A card costs $10 to buy from a Travelex retail location. (Some banks also sell the card and they may charge a small purchase fee, too.)
We mentioned above that banks mark up the cost of euros over the wholesale rate quoted on websites like xe.com—which are the rates used when money is transferred electronically between banks. Consumers pay a markup of about 7 percent on these rates when they withdraw money through an ATM. Travelex charges a similar markup over wholesale: It's approximately 5.5 to 6.5 percent. When you factor in the $10 fee for the card, buying a Travelex Cash Passport is a competitive option compared with buying euros from a bank or currency dealer.
Cash Passports are sold at more than 100 retail Travelex locations in the U.S. Please be sure to bring a photo ID to buy a card.
You may also buy it online, thought the process appears to be more complicated, plus you have to pay a shipping fee of $15.
For more info on how the Cash Passport works, call Travelex at 800/287-7362.
[Of course, like everything in finance and life, nothing's perfect. By putting all this money into cash, you are missing out on gains you could make by instead putting your wad of cash into an interest-bearing account. And who knows, maybe inflation is going to go through the roof.]
The fine print:
Please be aware that in Britain, you may have difficulty using the card (as well as standard debit and credit cards issued by major U.S. banks) at some pubs, gas stations, and convenience stores that require a card to have a "smart" microchip built into it (instead of a magnetic strip, which is what the Travelex Cash Passport card has) and a personal identification number (or P.I.N.). Executive vice president of Travelex Christopher Russell says, "We have projects under way to include Chip and P.I.N. within the coming 12 to 18 months." Note, major banks also have plans underway to update their credit cards.
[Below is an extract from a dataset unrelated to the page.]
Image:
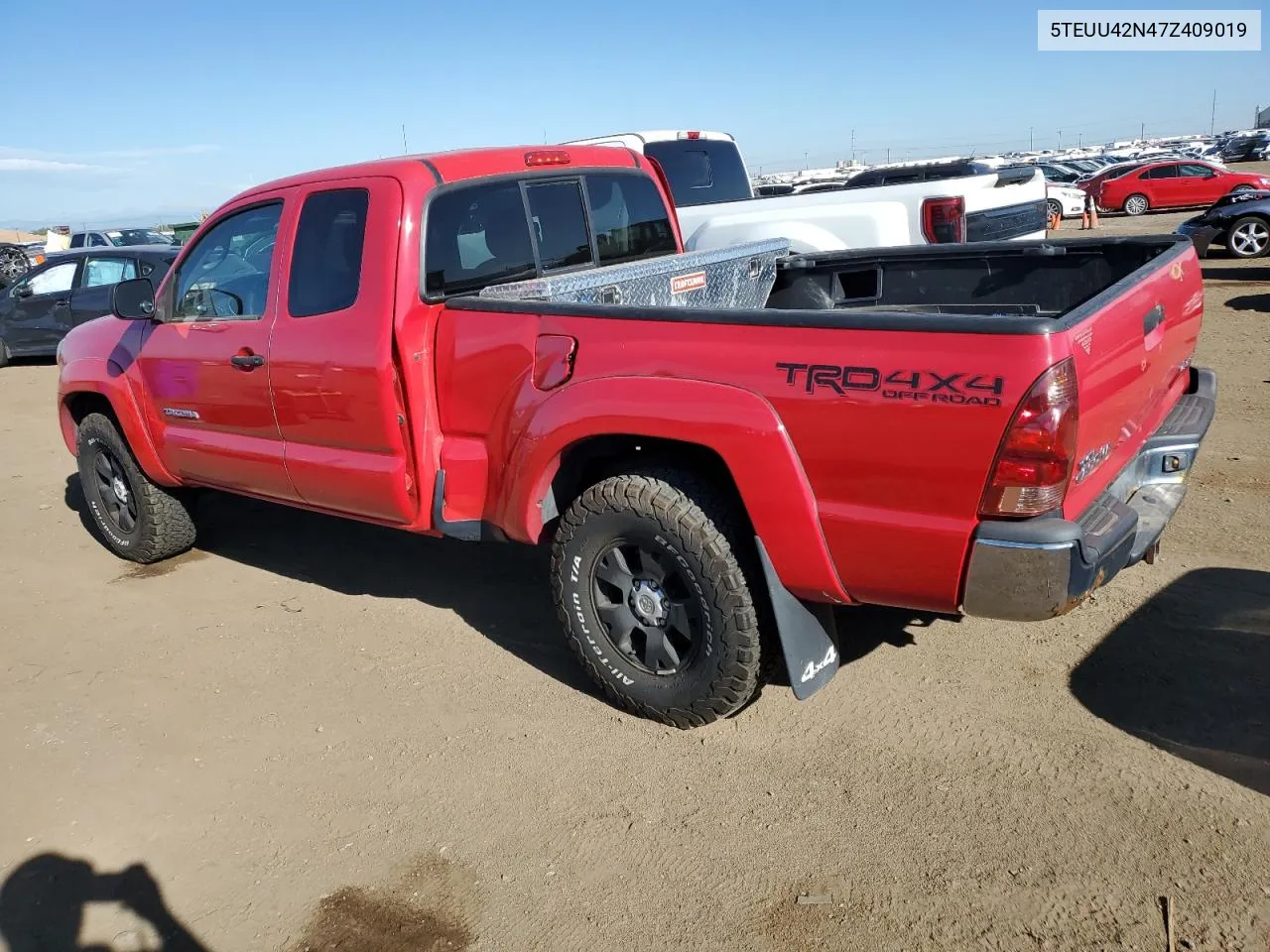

Bonus material! While we're on the topic, could you open an account in a foreign currency in an online bank? The answer is, sadly, "not easily." You can't open an overseas bank account from the U.S., and you have to have an overseas bank account if you want to make ATM or bank withdrawals while you're traveling abroad. Of course, on your next trip overseas, you could open a bank account locally. (Call ahead to make sure you bring all the necessary personal financial documents.) That way, you could keep your money in euros (or other currencies) and withdraw it easily when you travel someday.